Hong Kong is moving fast towards crypto evolution and regulation. Today, the city’s central bank announced the development of their own digital coin.
The whole concept of cryptocurrencies and digital coins was born with the stated purpose of freeing people from the grip of central banks. A bit over a decade later, however, central banks are starting to create their own digital coins.
On Thursday evening, Eddie Yue announced the development of e-HKD, short for electronic Hong Kong dollar. Yue is the chief executive of the Hong Kong Monetary Authority (HKMA), an increasingly important player in the crypto world.
Last month, Hong Kong unveiled their framework for cryptocurrencies, opening the city to digital exchanges and facilitating trading for the average user. Hong Kong’s intention of becoming the world’s crypto hub is clear, especially after last year’s fall of FTX which threw crypto exchanges into chaos.
The e-HKD project has received support from several financial institutions, including Bank of China, HSBC and China Construction Bank. Initially, a trial version of the digital coin will be made available to 16 hand-picked firms.
The trial e-HKD will be usable for online and offline payments, as well as an array of Web3 transactions like tokenized deposits and settlement of tokenized assets.
Yue said the HKMA does not yet know when and where to launch the program for wider commercial use.
China’s digital coin
HKMA is not the first central bank to enact a digital coin. In January 2022, the Bank of China launched e-CNY with similar features and purposes of e-HKD.

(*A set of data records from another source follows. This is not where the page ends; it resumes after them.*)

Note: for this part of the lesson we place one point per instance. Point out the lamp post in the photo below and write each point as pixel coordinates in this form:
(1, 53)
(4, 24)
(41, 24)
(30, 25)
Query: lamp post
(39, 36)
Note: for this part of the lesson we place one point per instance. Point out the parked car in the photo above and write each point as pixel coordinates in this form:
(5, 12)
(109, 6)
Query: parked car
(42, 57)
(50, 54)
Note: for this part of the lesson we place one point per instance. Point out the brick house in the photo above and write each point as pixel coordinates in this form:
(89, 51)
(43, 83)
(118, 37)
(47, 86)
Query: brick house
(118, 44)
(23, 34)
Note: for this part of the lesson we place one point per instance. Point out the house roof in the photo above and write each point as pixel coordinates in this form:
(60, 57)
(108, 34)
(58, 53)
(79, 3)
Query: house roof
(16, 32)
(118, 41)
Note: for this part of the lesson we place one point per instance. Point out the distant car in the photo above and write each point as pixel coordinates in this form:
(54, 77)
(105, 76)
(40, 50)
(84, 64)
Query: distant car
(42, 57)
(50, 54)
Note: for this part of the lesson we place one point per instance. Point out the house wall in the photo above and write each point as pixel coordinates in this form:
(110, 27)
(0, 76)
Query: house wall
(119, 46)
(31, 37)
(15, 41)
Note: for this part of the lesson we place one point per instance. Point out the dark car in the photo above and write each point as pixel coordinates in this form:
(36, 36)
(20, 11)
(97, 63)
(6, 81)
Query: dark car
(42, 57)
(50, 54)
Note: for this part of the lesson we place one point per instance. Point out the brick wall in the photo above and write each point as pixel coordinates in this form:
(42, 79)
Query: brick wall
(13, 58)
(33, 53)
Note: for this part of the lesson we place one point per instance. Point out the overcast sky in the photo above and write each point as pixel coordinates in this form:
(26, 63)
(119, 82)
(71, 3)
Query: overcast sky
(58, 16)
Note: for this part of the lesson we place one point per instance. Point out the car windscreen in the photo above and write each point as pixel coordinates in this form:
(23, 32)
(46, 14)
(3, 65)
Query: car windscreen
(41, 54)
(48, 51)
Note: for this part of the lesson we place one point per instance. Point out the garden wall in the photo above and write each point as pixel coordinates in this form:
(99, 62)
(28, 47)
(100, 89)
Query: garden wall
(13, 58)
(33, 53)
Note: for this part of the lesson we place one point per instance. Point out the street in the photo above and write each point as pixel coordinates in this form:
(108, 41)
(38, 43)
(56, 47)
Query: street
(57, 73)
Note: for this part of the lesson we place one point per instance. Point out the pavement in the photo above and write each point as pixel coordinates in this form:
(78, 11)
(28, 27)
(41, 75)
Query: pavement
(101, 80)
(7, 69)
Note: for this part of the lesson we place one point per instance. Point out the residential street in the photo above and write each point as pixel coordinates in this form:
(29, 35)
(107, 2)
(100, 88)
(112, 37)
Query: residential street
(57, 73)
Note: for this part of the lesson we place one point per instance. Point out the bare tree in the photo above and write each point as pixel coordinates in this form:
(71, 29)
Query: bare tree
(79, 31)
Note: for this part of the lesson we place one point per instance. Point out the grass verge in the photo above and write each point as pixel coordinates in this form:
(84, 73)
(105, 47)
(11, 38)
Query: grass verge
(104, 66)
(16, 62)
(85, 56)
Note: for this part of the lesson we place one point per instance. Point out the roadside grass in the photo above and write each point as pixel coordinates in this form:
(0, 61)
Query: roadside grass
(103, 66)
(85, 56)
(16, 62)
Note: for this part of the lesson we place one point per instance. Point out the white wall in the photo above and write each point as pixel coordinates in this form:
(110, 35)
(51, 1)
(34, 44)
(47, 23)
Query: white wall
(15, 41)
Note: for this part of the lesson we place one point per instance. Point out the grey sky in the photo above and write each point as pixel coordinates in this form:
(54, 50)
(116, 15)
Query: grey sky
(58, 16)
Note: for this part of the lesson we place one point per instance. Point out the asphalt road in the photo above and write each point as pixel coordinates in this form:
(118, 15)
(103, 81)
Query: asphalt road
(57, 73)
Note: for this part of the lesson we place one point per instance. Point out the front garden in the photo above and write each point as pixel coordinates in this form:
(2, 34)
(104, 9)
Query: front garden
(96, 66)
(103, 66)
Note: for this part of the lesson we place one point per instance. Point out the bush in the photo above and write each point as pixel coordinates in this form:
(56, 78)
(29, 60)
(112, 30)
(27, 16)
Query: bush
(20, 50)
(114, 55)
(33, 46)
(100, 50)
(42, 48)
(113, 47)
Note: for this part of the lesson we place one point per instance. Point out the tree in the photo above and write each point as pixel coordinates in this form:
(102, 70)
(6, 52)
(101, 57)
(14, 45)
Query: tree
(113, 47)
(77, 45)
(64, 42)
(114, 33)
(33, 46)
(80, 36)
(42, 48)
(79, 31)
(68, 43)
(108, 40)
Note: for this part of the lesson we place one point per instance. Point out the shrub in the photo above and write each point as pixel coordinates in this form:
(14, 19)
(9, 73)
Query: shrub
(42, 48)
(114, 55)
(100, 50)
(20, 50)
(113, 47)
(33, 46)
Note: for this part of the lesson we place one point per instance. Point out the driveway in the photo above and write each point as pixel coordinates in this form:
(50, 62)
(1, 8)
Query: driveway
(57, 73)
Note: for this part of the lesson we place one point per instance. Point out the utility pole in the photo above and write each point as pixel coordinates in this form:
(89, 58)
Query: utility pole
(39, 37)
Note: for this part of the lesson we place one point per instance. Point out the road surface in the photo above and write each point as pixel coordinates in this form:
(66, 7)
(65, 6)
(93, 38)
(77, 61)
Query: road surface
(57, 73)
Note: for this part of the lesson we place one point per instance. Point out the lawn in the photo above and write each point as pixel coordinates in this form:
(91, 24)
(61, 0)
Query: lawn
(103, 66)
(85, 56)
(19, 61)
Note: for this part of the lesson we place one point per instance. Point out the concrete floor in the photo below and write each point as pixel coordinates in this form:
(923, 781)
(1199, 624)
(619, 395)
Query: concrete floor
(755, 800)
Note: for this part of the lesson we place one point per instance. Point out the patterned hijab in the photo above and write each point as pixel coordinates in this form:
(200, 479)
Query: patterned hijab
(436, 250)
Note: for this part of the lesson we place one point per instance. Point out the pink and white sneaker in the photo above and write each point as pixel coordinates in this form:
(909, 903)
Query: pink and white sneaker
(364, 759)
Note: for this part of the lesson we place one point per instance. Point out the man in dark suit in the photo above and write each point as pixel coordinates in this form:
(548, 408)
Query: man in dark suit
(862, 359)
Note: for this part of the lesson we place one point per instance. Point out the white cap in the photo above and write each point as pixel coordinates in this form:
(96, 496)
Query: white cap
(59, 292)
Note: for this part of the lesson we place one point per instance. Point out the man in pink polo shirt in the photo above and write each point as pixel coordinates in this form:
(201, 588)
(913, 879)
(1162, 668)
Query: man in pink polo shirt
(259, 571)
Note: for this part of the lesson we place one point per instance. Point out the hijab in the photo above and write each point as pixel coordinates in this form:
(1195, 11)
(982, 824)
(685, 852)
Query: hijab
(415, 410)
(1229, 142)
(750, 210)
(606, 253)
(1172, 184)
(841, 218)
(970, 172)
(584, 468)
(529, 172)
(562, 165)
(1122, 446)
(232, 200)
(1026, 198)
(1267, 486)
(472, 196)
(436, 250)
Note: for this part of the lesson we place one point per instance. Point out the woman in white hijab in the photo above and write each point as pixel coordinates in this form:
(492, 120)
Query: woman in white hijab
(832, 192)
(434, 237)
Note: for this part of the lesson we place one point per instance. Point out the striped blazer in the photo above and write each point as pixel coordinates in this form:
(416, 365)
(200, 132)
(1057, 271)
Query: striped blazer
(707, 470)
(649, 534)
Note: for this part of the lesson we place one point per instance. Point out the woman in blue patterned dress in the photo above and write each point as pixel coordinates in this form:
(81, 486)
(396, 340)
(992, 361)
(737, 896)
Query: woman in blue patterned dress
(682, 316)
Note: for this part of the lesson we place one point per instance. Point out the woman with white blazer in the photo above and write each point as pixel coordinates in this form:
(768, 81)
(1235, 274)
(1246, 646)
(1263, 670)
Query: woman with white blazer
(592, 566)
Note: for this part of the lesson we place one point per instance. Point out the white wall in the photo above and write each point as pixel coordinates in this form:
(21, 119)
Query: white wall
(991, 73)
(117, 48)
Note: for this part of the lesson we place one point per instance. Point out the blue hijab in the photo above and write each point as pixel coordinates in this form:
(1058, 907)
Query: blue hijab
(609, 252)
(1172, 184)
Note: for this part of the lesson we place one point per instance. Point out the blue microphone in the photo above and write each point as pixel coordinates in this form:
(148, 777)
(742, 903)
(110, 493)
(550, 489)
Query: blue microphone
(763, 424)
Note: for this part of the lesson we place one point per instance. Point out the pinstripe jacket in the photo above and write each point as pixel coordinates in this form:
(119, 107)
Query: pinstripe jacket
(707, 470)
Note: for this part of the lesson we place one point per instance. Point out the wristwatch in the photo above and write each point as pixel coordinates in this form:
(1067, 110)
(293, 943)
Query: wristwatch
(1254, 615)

China has a rather complicated relationship with crypto. Beijing banned any type of crypto transaction in 2021 after banning crypto mining. Nevertheless, China is also one of the leading countries in digital innovation, often used for controversial purposes like facial recognition technologies.
Indeed, China dislikes anything that can run out of control. Since, as we said, crypto’s main purpose was to decentralize finance, China could not afford this type of risk.
For these reasons, it makes perfect sense that China would want to create a centralized, perfectly controllable digital coin like e-CNY.
As a matter of fact, the HKMA said in a paper it will study the implications for a fusion between e-CNY and e-HKD. Hong Kong’s authorities are increasingly being put under China’s own umbrella, despite the high degree of autonomy formally recognized in the southern city.
According to Stanley Chao, managing director of the US-based All In Consulting, linkage between the two digital coins is simply a natural evolution. “Such a seamless process without any banks or commissions involved will, I believe, create millions more cross-border transactions to the point that it could boost Hong Kong’s economy,” Chao said.